Indian bond yields edged higher while the rupee weakened on Wednesday, tracking a sharp rise in global crude oil prices that threatens to push up domestic inflation and widen the country's current account deficit.
Oil prices rose as sanctions on Russian banks following Moscow's invasion of Ukraine hampered trade finance for crude shipments and some traders opted to avoid Russian supplies in an already tight market.
The benchmark 10-year bond yield edged up to 6.81 per cent on Wednesday, the highest since February 9.
Traders said if there are no more debt sales in this fiscal year, yields are likely to trade in a 6.75 per cent to 6.85 per cent range depending on the movement in global crude and the evolving geopolitical situation.

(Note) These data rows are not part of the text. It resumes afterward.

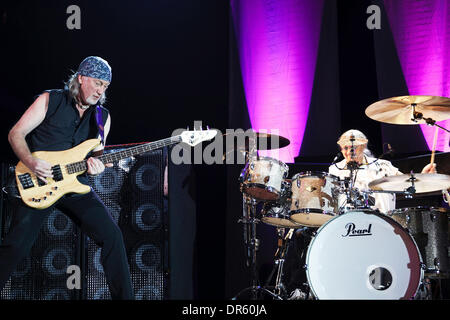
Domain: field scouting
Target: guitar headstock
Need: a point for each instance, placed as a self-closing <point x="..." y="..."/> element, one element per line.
<point x="194" y="137"/>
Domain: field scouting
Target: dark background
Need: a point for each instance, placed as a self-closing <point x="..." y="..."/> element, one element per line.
<point x="175" y="62"/>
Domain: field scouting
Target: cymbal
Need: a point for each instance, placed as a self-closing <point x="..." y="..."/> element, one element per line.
<point x="399" y="110"/>
<point x="423" y="182"/>
<point x="261" y="140"/>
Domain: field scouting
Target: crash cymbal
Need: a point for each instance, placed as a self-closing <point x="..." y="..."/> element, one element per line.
<point x="261" y="140"/>
<point x="423" y="182"/>
<point x="400" y="110"/>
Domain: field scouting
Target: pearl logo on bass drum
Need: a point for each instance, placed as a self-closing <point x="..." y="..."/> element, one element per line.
<point x="353" y="232"/>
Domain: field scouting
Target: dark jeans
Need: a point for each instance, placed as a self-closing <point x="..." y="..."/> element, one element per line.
<point x="91" y="216"/>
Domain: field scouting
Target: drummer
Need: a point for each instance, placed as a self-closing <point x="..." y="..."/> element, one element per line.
<point x="369" y="169"/>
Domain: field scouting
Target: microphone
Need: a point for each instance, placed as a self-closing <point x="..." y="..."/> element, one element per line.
<point x="390" y="150"/>
<point x="339" y="156"/>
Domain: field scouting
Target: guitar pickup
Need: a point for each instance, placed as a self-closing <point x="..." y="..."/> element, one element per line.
<point x="57" y="173"/>
<point x="26" y="181"/>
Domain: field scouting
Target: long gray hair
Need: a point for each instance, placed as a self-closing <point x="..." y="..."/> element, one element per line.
<point x="73" y="85"/>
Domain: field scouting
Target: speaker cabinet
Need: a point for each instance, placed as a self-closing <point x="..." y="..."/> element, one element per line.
<point x="133" y="192"/>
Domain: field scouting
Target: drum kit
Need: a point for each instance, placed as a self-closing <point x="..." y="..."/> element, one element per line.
<point x="355" y="252"/>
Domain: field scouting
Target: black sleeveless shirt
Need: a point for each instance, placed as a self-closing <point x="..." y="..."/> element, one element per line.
<point x="62" y="127"/>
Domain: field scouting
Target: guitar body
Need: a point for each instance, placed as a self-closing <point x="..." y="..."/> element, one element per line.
<point x="68" y="164"/>
<point x="40" y="196"/>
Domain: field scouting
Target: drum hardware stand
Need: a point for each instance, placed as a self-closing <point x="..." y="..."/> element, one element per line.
<point x="419" y="116"/>
<point x="283" y="245"/>
<point x="252" y="244"/>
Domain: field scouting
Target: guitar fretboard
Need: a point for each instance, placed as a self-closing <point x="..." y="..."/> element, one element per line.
<point x="130" y="152"/>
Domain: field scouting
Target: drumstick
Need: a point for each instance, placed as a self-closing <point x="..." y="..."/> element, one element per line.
<point x="434" y="146"/>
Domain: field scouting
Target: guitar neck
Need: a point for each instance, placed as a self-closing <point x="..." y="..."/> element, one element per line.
<point x="81" y="166"/>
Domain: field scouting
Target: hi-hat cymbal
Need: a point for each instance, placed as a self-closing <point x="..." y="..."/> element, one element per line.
<point x="399" y="110"/>
<point x="423" y="182"/>
<point x="260" y="140"/>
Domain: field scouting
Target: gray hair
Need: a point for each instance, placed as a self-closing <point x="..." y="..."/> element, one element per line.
<point x="73" y="85"/>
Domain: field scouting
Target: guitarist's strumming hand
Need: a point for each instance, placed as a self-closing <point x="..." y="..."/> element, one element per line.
<point x="41" y="168"/>
<point x="95" y="166"/>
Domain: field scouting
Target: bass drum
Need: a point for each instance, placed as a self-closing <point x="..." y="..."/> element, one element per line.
<point x="363" y="254"/>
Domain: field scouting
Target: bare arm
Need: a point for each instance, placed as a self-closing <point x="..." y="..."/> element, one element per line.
<point x="94" y="165"/>
<point x="32" y="117"/>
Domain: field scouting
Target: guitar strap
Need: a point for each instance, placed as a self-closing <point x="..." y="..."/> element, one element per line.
<point x="99" y="118"/>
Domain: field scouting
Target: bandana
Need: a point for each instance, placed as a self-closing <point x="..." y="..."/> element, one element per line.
<point x="95" y="67"/>
<point x="357" y="136"/>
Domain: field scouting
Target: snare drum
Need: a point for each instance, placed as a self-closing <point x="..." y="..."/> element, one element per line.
<point x="363" y="255"/>
<point x="314" y="198"/>
<point x="430" y="229"/>
<point x="263" y="177"/>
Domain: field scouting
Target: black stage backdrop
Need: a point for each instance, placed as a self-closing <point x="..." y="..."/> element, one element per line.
<point x="175" y="62"/>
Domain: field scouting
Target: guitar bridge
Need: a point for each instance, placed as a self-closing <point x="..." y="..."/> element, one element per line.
<point x="26" y="181"/>
<point x="57" y="173"/>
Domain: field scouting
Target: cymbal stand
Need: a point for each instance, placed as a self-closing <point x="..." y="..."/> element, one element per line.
<point x="353" y="167"/>
<point x="419" y="116"/>
<point x="280" y="254"/>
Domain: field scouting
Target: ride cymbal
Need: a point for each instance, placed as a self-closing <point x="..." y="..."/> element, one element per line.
<point x="410" y="109"/>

India imports more than two-thirds of its oil requirements and rising crude will push up imported inflation while also widening the country's current account deficit.
The rupee depreciated by 47 paise to close at 75.80 against the US dollar.
Traders said sustained foreign fund outflows and a lacklustre trend in domestic equities also weighed on investor sentiment.
At the interbank foreign exchange market, the rupee opened at 75.78 against the American dollar but later dropped to a low of 75.86. The local unit finally finished at 75.80, down 47 paise from its previous close. On Monday, the rupee had settled at 75.33 against the US dollar. The forex market was closed on Tuesday on account of Mahashivratri.
"Rupee fell in the opening sessions but consolidated in a narrow range as market participants remain cautious following the ongoing geopolitical tension between Russia and Ukraine," said Gaurang Somaiya, Forex and Bullion Analyst, Motilal Oswal Financial Services.